Sementara itu, Abin Syamsuddin Makmun( 2003) memerinci sub kawasan ini dengan tahapan yang berbeda, yaitu :
  1. Gerakan refleks (reflex movements). Basis semua perilaku bergerak atau respons terhadap stimulus tanpa sadar, misalnya : melompat, menunduk, berjalan, dan sebagainya.
  2. Gerakan dasar biasa (Basic fundamental movements) yaitu gerakan yang muncul tanpa latihan tapi dapat diperhalus melalui praktik, yang terpola dan dapat ditebak.
  3. Gerakan Persepsi (Perceptual abilities) yaitu gerakan sudah lebih meningkat karena dibantu kemampuan perseptual.
  4. Gerakan fisik (Physical Abilities) yaitu gerakan yang menunjukkan daya tahan (endurance), kekuatan (strength), kelenturan (flexibility) dan kegesitan.
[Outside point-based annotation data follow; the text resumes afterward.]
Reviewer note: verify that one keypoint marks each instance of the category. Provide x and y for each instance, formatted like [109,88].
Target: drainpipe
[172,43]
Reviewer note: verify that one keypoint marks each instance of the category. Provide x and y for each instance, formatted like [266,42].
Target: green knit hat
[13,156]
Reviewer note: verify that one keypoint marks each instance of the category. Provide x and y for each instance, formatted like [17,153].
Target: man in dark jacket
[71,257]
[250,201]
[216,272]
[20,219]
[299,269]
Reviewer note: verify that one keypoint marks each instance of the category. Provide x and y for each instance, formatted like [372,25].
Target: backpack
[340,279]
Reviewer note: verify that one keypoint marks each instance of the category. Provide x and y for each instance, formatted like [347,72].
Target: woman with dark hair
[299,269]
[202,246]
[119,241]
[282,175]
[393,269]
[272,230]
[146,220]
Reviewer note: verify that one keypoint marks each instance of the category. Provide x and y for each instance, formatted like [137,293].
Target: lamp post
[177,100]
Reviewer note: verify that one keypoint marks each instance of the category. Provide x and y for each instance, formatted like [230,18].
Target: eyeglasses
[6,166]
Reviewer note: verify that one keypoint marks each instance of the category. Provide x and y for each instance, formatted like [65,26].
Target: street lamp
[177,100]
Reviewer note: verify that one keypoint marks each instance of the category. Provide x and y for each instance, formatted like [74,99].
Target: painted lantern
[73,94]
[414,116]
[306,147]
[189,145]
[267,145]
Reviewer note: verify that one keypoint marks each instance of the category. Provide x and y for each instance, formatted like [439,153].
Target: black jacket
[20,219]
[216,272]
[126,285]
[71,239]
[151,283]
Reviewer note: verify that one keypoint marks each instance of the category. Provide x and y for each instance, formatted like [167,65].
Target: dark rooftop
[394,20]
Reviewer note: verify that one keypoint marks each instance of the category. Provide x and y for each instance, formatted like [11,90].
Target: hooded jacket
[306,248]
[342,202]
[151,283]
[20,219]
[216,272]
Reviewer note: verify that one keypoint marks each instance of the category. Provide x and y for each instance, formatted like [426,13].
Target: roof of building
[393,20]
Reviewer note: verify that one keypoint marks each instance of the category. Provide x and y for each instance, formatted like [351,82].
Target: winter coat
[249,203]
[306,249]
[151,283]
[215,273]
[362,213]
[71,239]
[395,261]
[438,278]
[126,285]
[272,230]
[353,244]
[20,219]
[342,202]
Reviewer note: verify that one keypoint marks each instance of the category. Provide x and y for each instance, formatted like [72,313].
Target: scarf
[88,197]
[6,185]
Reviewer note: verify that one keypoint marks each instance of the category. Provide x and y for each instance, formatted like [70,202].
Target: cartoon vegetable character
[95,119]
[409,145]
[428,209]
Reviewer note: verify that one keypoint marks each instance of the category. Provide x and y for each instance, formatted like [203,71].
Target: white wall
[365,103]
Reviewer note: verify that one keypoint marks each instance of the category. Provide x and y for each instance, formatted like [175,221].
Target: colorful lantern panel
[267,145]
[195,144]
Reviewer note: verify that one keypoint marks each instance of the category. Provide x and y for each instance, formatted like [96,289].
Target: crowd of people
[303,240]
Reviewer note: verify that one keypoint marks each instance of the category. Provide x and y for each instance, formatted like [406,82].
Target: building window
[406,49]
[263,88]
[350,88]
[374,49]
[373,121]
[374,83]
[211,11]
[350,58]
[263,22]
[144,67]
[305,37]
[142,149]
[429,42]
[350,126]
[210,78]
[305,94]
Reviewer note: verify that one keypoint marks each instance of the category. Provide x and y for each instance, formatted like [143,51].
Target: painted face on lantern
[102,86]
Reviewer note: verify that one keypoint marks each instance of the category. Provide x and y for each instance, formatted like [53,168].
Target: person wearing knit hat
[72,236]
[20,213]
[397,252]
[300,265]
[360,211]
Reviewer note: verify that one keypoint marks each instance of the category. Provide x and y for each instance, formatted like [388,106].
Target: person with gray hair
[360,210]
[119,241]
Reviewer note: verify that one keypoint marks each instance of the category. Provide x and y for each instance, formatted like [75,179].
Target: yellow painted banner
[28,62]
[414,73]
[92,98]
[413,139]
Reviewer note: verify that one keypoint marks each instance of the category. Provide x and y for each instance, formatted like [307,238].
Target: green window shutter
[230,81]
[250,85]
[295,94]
  5. Gerakan terampil (skilled movements) yaitu dapat mengontrol berbagai tingkatan gerak secara terampil, tangkas, dan cekatan dalam melakukan gerakan yang sulit dan rumit (kompleks).
  6. Gerakan indah dan kreatif (Non-discursive communication) yaitu mengkomunikasikan perasan melalui gerakan, baik dalam bentuk gerak estetik: gerakan-gerakan terampil yang efisien dan indah maupun gerak kreatif: gerakan-gerakan pada tingkat tertinggi untuk mengkomunikasikan peran.
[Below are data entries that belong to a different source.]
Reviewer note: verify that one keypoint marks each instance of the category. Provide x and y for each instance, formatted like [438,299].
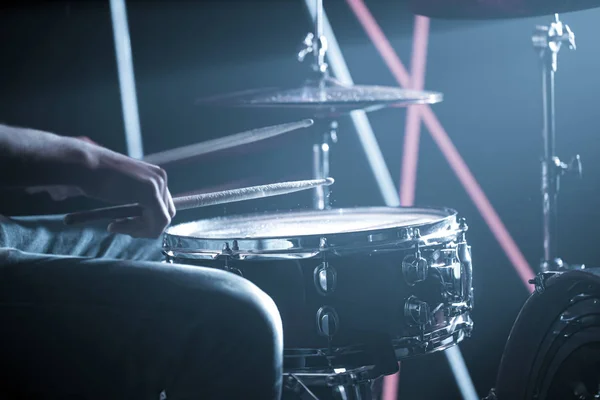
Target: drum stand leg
[359,391]
[547,40]
[321,164]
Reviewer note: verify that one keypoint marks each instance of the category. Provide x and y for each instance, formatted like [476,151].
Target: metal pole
[359,118]
[383,177]
[549,172]
[129,105]
[547,40]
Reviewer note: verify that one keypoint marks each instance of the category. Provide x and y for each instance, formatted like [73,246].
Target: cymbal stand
[547,41]
[316,43]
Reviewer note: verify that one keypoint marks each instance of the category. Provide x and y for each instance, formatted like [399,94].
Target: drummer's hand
[119,179]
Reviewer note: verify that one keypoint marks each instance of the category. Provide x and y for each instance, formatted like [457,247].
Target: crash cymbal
[496,9]
[327,95]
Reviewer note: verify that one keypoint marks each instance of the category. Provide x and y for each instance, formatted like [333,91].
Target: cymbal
[327,95]
[496,9]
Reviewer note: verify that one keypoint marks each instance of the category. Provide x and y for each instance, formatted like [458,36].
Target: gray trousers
[89,315]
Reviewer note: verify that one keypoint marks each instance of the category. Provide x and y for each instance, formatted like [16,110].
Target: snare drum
[355,287]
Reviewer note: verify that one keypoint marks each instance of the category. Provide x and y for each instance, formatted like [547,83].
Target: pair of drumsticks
[215,198]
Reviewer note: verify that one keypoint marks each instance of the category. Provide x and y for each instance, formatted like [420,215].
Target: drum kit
[360,289]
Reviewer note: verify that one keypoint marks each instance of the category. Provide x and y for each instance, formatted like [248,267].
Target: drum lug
[414,267]
[328,321]
[228,254]
[463,253]
[325,279]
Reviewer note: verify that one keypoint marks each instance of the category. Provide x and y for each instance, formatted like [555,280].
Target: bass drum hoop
[531,358]
[178,242]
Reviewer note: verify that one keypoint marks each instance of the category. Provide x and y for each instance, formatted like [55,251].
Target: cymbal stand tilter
[547,41]
[316,43]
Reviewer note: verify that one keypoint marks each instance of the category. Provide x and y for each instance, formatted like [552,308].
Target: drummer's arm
[31,157]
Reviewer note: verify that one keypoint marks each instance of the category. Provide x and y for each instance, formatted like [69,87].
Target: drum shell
[551,326]
[369,296]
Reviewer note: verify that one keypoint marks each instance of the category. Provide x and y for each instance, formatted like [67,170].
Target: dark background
[58,73]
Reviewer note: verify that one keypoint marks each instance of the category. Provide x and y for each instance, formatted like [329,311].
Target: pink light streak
[408,177]
[441,138]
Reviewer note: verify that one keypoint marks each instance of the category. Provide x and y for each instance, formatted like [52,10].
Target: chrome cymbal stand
[547,41]
[316,43]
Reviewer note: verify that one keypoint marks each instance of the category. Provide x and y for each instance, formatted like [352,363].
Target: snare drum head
[307,232]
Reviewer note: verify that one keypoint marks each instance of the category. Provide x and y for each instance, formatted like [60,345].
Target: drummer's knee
[260,316]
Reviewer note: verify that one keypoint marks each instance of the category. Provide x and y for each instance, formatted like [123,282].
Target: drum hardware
[351,384]
[328,322]
[303,258]
[547,41]
[326,98]
[417,312]
[321,150]
[325,277]
[227,255]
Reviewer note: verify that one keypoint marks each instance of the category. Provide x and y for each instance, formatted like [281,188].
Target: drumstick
[227,142]
[199,200]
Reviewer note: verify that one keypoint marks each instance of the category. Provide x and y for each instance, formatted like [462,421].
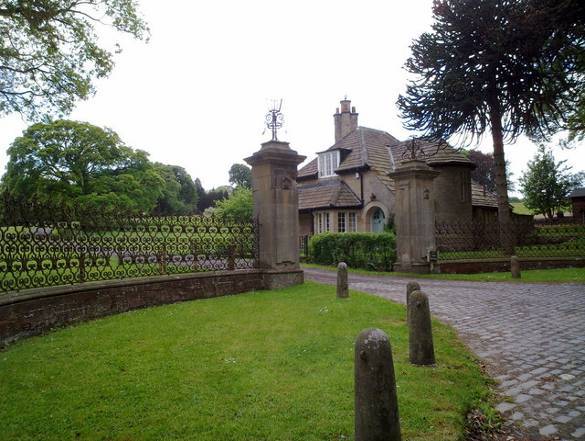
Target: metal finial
[275,119]
[413,151]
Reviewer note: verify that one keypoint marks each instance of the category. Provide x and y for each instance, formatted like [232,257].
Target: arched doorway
[377,220]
Peranan dan Pengaruh Pendidikan terhadap Perubahan dan Perkembangan Perilaku

Pendidikan memang sejak zaman dahulu kala menjadi salah satu bentuk usaha manusia dalam rangka mempertahankan keberlangsungan eksistensi kehidupan maupun budaya manusia itu sendiri.
Bagi kalangan behaviorisme, pendidikan dipahami sebagai sebagai alat pembentukan watak, alat pelatihan keterampilan, alat mengasah otak, serta media untuk meningkatkan keterampilan. Sementara kalangan humanisme, pendidikan lebih diyakini sebagai suatu media atau wahana untuk menanamkan nilai-nilai moral dan ajaran keagamaan, atau sebagai wahana untuk memanusiakan manusia, serta wahana untuk pembebasan manusia.
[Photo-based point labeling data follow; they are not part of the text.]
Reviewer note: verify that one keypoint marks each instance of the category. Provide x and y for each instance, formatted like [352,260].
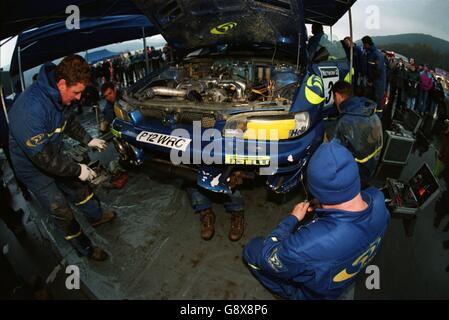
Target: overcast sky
[371,17]
[387,17]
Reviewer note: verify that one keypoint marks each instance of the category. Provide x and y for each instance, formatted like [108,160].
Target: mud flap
[215,179]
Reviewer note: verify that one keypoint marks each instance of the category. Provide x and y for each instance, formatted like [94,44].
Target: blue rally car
[244,97]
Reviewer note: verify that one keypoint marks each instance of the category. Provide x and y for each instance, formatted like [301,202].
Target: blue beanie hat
[333,174]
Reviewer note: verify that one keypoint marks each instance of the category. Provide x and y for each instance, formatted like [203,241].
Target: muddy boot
[207,218]
[98,254]
[107,216]
[237,226]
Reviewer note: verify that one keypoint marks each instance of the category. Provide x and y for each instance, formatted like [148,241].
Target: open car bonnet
[190,24]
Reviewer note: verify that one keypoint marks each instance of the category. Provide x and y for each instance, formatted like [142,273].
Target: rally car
[244,97]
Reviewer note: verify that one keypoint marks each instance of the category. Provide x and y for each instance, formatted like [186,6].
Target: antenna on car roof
[299,48]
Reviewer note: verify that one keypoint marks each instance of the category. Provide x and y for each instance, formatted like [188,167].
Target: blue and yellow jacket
[321,259]
[359,129]
[37,121]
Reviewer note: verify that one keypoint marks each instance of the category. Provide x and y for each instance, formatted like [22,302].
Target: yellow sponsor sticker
[36,140]
[223,28]
[247,160]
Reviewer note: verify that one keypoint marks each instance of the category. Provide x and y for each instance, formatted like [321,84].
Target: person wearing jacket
[314,42]
[425,85]
[111,95]
[321,260]
[398,79]
[359,129]
[412,82]
[38,120]
[359,65]
[376,72]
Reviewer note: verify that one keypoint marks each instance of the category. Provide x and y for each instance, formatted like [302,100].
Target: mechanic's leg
[53,201]
[252,253]
[82,196]
[201,204]
[235,206]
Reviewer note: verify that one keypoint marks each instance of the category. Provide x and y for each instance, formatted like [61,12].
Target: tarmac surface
[156,251]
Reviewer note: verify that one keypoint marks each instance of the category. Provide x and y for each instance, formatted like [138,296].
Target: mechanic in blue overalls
[359,129]
[321,259]
[376,72]
[38,119]
[314,42]
[110,94]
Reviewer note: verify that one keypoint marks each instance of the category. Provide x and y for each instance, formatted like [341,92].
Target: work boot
[237,226]
[207,218]
[107,216]
[98,254]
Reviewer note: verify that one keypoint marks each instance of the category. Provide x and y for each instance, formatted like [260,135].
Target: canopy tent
[326,12]
[100,55]
[54,41]
[19,15]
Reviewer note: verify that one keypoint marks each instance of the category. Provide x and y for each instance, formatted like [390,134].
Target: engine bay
[224,81]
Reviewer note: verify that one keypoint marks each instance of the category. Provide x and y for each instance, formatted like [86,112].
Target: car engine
[222,81]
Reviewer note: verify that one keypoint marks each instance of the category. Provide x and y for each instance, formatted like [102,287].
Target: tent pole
[351,54]
[19,58]
[147,64]
[2,101]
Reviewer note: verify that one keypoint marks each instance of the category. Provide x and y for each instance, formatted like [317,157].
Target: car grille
[207,120]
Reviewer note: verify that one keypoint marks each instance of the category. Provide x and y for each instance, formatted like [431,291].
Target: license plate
[163,140]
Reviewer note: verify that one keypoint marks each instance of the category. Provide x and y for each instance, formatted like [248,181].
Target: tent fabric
[326,12]
[55,41]
[19,15]
[100,55]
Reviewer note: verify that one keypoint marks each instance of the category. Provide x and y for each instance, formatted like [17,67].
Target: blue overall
[319,260]
[376,74]
[37,121]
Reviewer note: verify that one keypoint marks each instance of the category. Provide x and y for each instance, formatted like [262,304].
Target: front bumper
[282,161]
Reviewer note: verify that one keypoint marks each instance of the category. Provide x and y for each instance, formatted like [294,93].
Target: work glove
[98,144]
[86,173]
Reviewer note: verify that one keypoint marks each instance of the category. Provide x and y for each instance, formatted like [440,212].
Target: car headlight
[270,126]
[121,113]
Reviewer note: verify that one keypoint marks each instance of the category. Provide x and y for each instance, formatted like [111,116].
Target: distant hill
[424,48]
[413,38]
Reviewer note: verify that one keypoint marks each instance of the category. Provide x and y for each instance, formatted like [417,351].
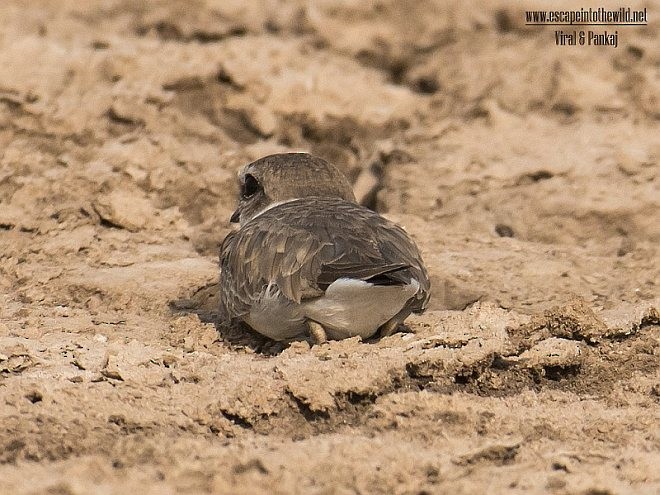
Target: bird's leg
[317,332]
[389,327]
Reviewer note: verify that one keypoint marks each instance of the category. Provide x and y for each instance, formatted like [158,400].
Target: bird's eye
[250,187]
Penyelenggaraan pendidikan selanjutnya menjadi kewajiban kemanusiaan dalam rangka mempertahankan kehidupannya. Melihat begitu pentingnya pendidikan bagi umat manusia, banyak peradaban manusia yang “mewajibkan” masyarakatnya untuk tetap menjaga keberlangsungan pendidikan.
Yang menjadi persoalan, sejauhmanakah pendidikan dapat mempengaruhi perubahan dan perkembangan perilaku individu. Bagaimana pula kontribusi individu itu sendiri terhadap perubahan dan perkembangan perilakunya.
Dengan menggunakan konsep dasar psikologis, khususnya dalam pandangan behaviorisme, pendidikan pada hakekatnya merupakan usaha conditioning (penciptaan seperangkat stimulus) yang diharapkan dapat menghasilkan pola-pola perilaku (seperangkat respons) tertentu, yang dimanifestasikan dalam bentuk perubahan dan perkembangan perilaku, baik dalam aspek kognitif, afektif, maupun psikomotor.
Seberapa besar tingkat atau derajat perubahan dan perkembangan perilaku yang dicapai melalui usaha – usaha conditioning dikenal dengan istilah prestasi belajar atau hasil belajar (achievement).Dengan demikian, menurut pandangan behaviorisme, arah dan kualifikasi perubahan dan perkembangan perilaku akan sangat bergantung pada faktor S (conditioning).
Sementara itu, dalam pandangan humanisme bahwa justru organisme atau individu itu sendiri yang memegang peranan penting dalam suatu proses belajar atau proses pendidikannya. Pada dasarnya individu sejak lahir sudah dibekali potensi-potensi tertentu, terutama potensi intelektual, selanjutnya dengan bantuan atau tanpa bantuan orang lain, individu yang bersangkutan berupaya aktif mengembangkan segenap potensi yang dimilikinya melalui interaksi dengan lingkungannya, termasuk lingkungan sekolah. Sehingga potensi yang semula masih bersifat laten (terpendam) dapat diaktualisasikan menjadi prestasi.